O Projeto Social Ring Boxe comemora 28 anos. Nesse tempo, cerca de 5 mil jovens carentes da zona leste passaram pelo projeto e obtiveram resultados importantes. Apesar da sua relevância para a comunidade, o Ring Boxe nunca contou com apoio do poder público, e se sustenta com a incansável força de vontade de seu fundador, professor Pedro Nunes, que também é presidente da Federação de Pugilismo. “Buscamos pregar a dignidade, cidadania e valorização dos atletas”, ressalta.

Arena do Ring boxe está em péssimas condições por falta de apoio do poder público e privado. (Foto: Evandro Seixas)

Hoje, o projeto que formou grandes campeões como Maria Marreta e Cássio Humberto, e que atende mais de 300 atletas, sobrevive com dificuldades. “Toda a estrutura do projeto foi construída por mim, e agora, após 17 anos funcionando no Ginásio Zezão, deu cupim na cobertura do ringue, eu retirei as madeiras e telhas, e estou tentando refazer, pois quando chove fica difícil haver luta. Além disso, a estrutura do ringue está em condições ruins. A madeira está quebrada em vários pontos, com buracos formados”, explica Pedro.

Pedro enfatiza que apesar de ter feito pedidos de recursos, de cestas básicas para alguns atletas, e até de materiais para a reconstrução do ringue, não recebeu nenhuma resposta positiva da Prefeitura ou do Governo do Estado. “Estou com os documentos legalizados, com tudo certo para dar aulas de boxe e para realizar competições, descubro talentos, mas é hora do poder público se sensibilizar. Hoje, descubro os campeões, e eles voltam para as ruas por falta de apoio”, desabafa Pedro.

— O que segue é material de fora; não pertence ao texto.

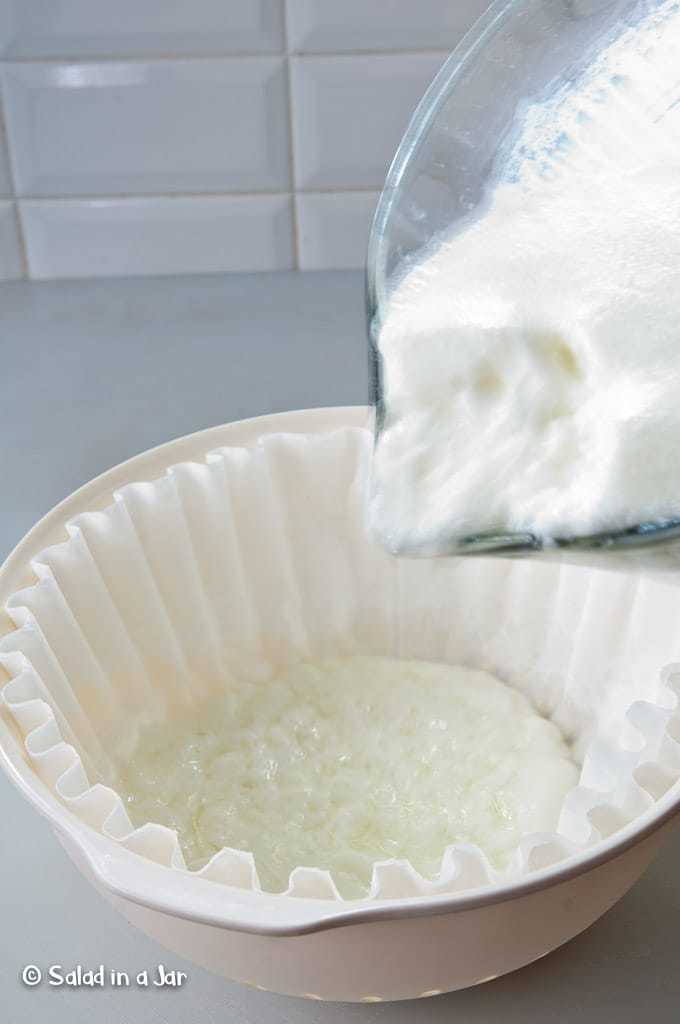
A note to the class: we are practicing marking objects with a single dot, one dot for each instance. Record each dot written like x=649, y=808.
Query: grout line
x=291, y=143
x=18, y=219
x=96, y=58
x=116, y=197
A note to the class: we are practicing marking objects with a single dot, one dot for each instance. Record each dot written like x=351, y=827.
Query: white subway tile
x=5, y=176
x=349, y=114
x=157, y=236
x=143, y=127
x=333, y=228
x=10, y=248
x=138, y=28
x=357, y=25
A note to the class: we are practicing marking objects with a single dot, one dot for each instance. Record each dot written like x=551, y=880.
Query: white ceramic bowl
x=385, y=949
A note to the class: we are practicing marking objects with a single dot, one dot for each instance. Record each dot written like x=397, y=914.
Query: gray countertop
x=90, y=374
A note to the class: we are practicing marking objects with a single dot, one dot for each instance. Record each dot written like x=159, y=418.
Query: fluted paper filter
x=236, y=567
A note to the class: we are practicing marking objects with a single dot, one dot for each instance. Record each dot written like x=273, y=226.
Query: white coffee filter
x=257, y=557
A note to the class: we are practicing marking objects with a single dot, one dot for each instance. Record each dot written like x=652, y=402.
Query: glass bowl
x=518, y=51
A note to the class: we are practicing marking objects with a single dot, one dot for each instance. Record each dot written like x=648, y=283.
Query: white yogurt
x=532, y=360
x=339, y=764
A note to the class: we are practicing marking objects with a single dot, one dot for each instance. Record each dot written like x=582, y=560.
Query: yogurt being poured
x=532, y=359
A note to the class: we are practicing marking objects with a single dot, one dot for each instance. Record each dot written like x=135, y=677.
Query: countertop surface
x=94, y=372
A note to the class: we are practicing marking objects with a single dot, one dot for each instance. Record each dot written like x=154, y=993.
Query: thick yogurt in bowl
x=530, y=359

O maior orgulho de Pedro Nunes é o troféu de 3º lugar geral conquistado pelo Amazonas no Campeonato brasileiro de boxe olímpico, na Bahia. “Conquistamos esse resultado com nossos alunos”, disse Pedro Nunes. (Foto: Evandro Seixas)

"O boxe da zona leste está agonizando, prestes a ir para a UTI, com o nosso ringue como está. Precisamos de ajuda do poder público", disse Pedro.

Luta pelos atletas


O professor Raimundo Gomes realiza um belo trabalho social de taekwondo, com 70 alunos no Centro Magdalena Arce Daou, zona oeste. O professor conta que lá há crianças com objetivos diferentes, e que observa os alunos que se destacam. “No último campeonato, participaram quatro alunos do projeto, que nós identificamos que tinham perfil para competir. Alguns atletas daqui vão treinar na minha academia, complementando o treino para o alto-rendimento”, explica ele.

A Associação Gomes, academia do professor Raimundo, também atende alguns atletas gratuitamente para ajudá-los. “Faço isso para incentivar a permanência de talentos no esporte”, disse Raimundo. (Foto: Evandro Seixas)

O professor explica que há custos altos no esporte. “As taxas para competir e fazer graduação de faixa são caras, então tento ajudar para eles não desanimarem, e não dá para esperar nada dos poderes públicos”.

Além do trabalho social para crianças que querem aprender e competir taekwondo, Raimundo também faz a inclusão social de crianças com deficiência, como Amanda Braga, que ama o esporte. (Foto: Evandro Seixas)

Amanda Braga, 20, tem paralisia cerebral, mas ignora qualquer dificuldade, e se aventura em vários esportes. Ela faz taekwondo há três anos, e ama o esporte. Sua mãe Jaciara Braga afirma que foi ela quem quis iniciar no esporte. "Foi ela quem me pediu e, além da luta, ela também anda de skate", conta a mãe.

"Coloquei minha filha na luta para ver até onde ela iria querer ir, e ela está aqui até hoje. A Amanda se esforça bastante. Ela procura fazer tudo que o professor ensina, e chega a sair daqui (do treino) cansada pelo esforço grande que faz, e quer fazer o certo sempre", disse a mãe de Amanda.